Prompt Preprocessor

Overview

The prompt preprocessor handles user queries with attached files for a RAG (Retrieval-Augmented Generation) system. It automatically selects the optimal context injection strategy based on file sizes and the available context window of the language model.

Main Function: `preprocess`

Parameters:

ctl: PromptPreprocessorController — preprocessor controller
userMessage: ChatMessage — user message

Workflow:

Extracts the text from the user message
Loads chat history and appends the new message
Filters files from the message (excludes images)
Determines the context processing strategy:
- If new files are present → selects strategy via chooseContextInjectionStrategy()
- If only existing files are present → uses retrieval
Returns the processed prompt

Context Injection Strategies

1. `inject-full-content` — Full Content Injection

When used:

All files combined with the prompt fit within the model's context window

Process:

1. Parse each file via ctl.client.files.parseDocument()
2. Extract full content
3. Format with headers: ** filename full content **
4. Inject into prompt with instructions

Output format:

This is a Enriched Context Generation scenario.
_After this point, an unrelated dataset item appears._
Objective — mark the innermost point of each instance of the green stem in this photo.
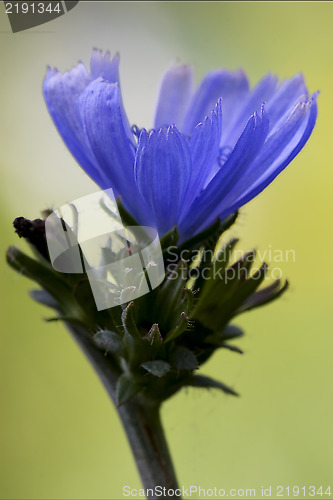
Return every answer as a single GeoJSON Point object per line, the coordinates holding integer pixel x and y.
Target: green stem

The following content was found in the files provided by the user.

** document.pdf full content **

[full file content]

** end of document.pdf **

Based on the content above, please provide a response to the user query.

User query: [user query]

2. `retrieval` — Semantic Search

When used:

Files are too large to fit entirely in the context
Only relevant fragments need to be retrieved

Process:

1. Load embedding model (nomic-embed-text-v1.5-GGUF)
2. Perform semantic search via ctl.client.files.retrieve()
3. Filter results by retrievalAffinityThreshold
4. Add found citations to the prompt
5. Attach citations via ctl.addCitations()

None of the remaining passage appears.